Even when high-potency, tumor-specific T cell responses can be mobilized in the periphery, they provide little therapeutic benefit if they either are excluded from entry into the tumor or prove incapable of survival in the face of the hostile metabolic nature of the microenvironment. Here, drugs which modulate angiogenesis in order to facilitate T cell entry into the tumor stroma will likely prove to be synergistic partners for immunotherapy. Also, drugs which combat hypoxia and its associated tumor-promoting signaling would also be of potential benefit when combined with checkpoint blockade. The web of suppressive myeloid cells which dominate in most tumors also presents a formidable barrier to T cell-driven immunotherapy. Agents such as colony stimulating factor 1 receptor (CSF1R) inhibitors and antibodies which diminish this burden will likely demonstrate synergistic benefit in combination with checkpoint blockade.
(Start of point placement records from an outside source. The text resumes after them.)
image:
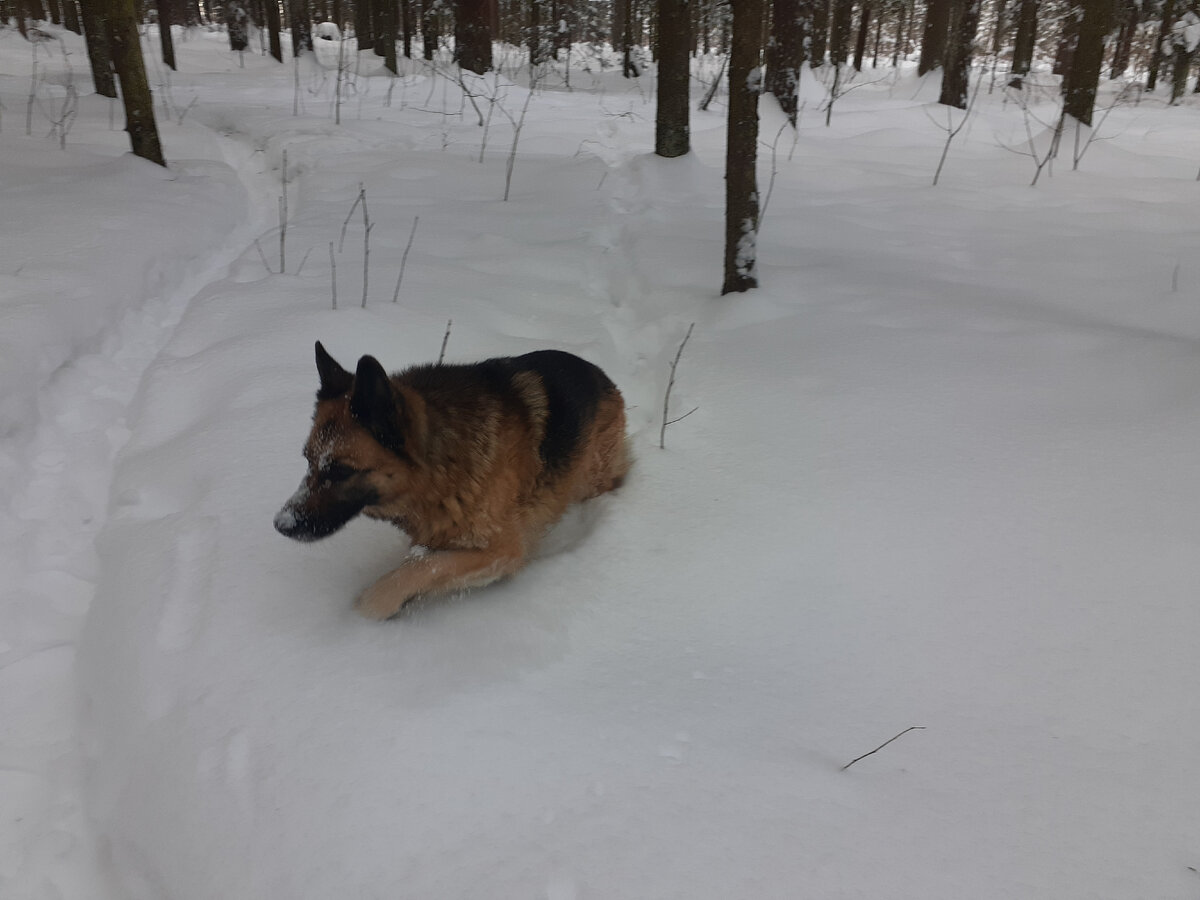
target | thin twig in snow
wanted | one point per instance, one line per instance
(403, 259)
(445, 340)
(913, 727)
(666, 399)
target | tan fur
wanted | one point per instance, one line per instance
(474, 496)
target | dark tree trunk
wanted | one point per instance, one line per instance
(431, 30)
(100, 51)
(864, 24)
(820, 43)
(301, 27)
(131, 70)
(629, 66)
(271, 12)
(901, 35)
(839, 30)
(165, 19)
(363, 34)
(473, 36)
(742, 149)
(933, 37)
(1156, 54)
(957, 73)
(237, 21)
(671, 136)
(1024, 41)
(406, 27)
(385, 21)
(1123, 47)
(1068, 37)
(789, 33)
(1087, 60)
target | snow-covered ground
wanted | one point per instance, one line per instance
(942, 474)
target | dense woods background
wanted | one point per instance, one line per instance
(766, 46)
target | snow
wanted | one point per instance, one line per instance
(942, 473)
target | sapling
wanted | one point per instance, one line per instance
(953, 130)
(666, 397)
(403, 259)
(445, 340)
(912, 727)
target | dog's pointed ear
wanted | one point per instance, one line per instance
(335, 381)
(377, 406)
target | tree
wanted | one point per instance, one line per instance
(1024, 41)
(1156, 55)
(238, 22)
(273, 29)
(165, 19)
(100, 52)
(839, 30)
(742, 148)
(957, 73)
(1087, 59)
(301, 27)
(131, 71)
(790, 27)
(473, 36)
(820, 33)
(671, 135)
(864, 24)
(933, 36)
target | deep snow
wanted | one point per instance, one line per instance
(942, 473)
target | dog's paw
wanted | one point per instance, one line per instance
(378, 603)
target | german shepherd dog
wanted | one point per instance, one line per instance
(474, 462)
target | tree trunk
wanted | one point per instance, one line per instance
(1086, 60)
(933, 39)
(864, 24)
(742, 149)
(671, 136)
(473, 36)
(131, 70)
(165, 19)
(789, 34)
(363, 34)
(957, 73)
(237, 21)
(301, 27)
(1024, 41)
(839, 30)
(100, 51)
(1156, 54)
(271, 12)
(820, 42)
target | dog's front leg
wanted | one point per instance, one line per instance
(442, 571)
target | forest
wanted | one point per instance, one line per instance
(898, 599)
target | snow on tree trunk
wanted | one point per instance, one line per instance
(135, 88)
(671, 130)
(957, 75)
(742, 149)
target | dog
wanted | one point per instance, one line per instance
(474, 462)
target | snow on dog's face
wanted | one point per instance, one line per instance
(357, 435)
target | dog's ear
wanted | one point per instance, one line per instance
(377, 406)
(335, 381)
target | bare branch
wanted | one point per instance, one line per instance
(913, 727)
(445, 340)
(666, 399)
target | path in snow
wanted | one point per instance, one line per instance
(59, 474)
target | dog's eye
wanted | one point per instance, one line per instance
(337, 472)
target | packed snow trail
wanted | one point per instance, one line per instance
(55, 465)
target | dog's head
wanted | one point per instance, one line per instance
(358, 451)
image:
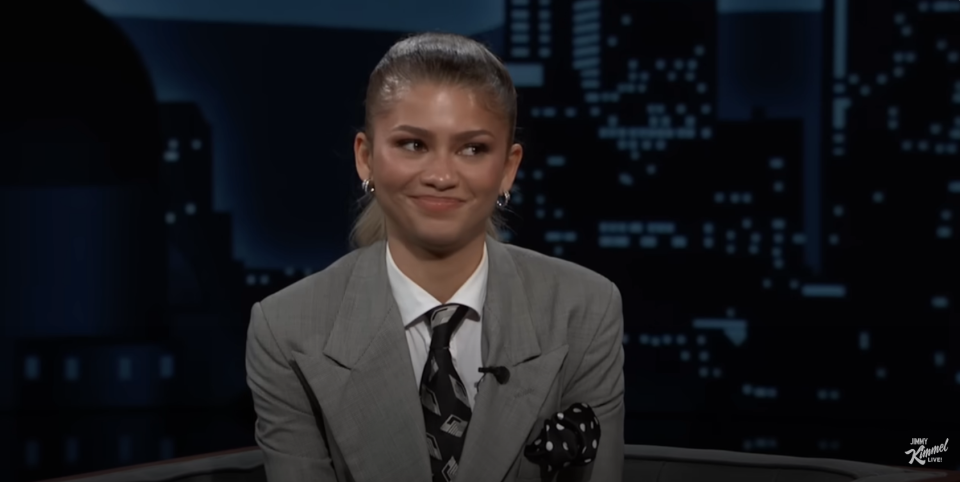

The potent immunotherapeutic combinations discussed here provide illustrative examples of how basic tumor immunology and preclinical studies of individual agents in mice can reveal optimal immunotherapy combinations for translation into the clinic. By pursuing combinations within and without the field of T cell immunotherapy, there is hope that more and more patients will experience the therapeutic impact which these agents have had in the treatment of metastatic melanoma.

Acknowledgments

The work from our laboratory cited in this review was partially funded by a U.T. MD Anderson Moonshot Knowledge Gap award.

Conflict of interest

Dr. Curran has a research collaboration with Threshold Pharmaceuticals for which his laboratory has received funding, and an active collaboration with Astrazeneca in which compounds are provided free of charge. Dr. Curran also receives royalties from the patent “Methods and Compositions for Localized Secretion of anti-CTLA-4 Antibodies.” Dr. Ai has no conflicts to disclose.

Abbreviations

CAR

Chimeric antigen receptor

CSF1R

Colony stimulating factor 1 receptor

CTLA-4

Cytotoxic T lymphocyte-associated protein 4

EAE

Experimental autoimmune encephalomyelitis

FVAX

B16-Flt3 ligand

ICOS

Inducible T cell co-stimulator

IFN-γ

Interferon gamma

IRAE

Immune-related adverse events

MHC

Major histocompatibility complex

PBMC

Peripheral blood mononuclear cells

PD-1

Programmed death 1

RECIST

Response Evaluation Criteria In Solid Tumors

TNF

Tumor necrosis factor

Treg

Regulatory T cells (CD4+FoxP3+)

Footnotes

This paper is a Focussed Research Review based on a presentation given at the Twelfth Annual Meeting of the Association for Cancer Immunotherapy (CIMT), held in Mainz, Germany, 6th-8th May, 2014. It is part of a CII series of Focussed Research Reviews and meeting report.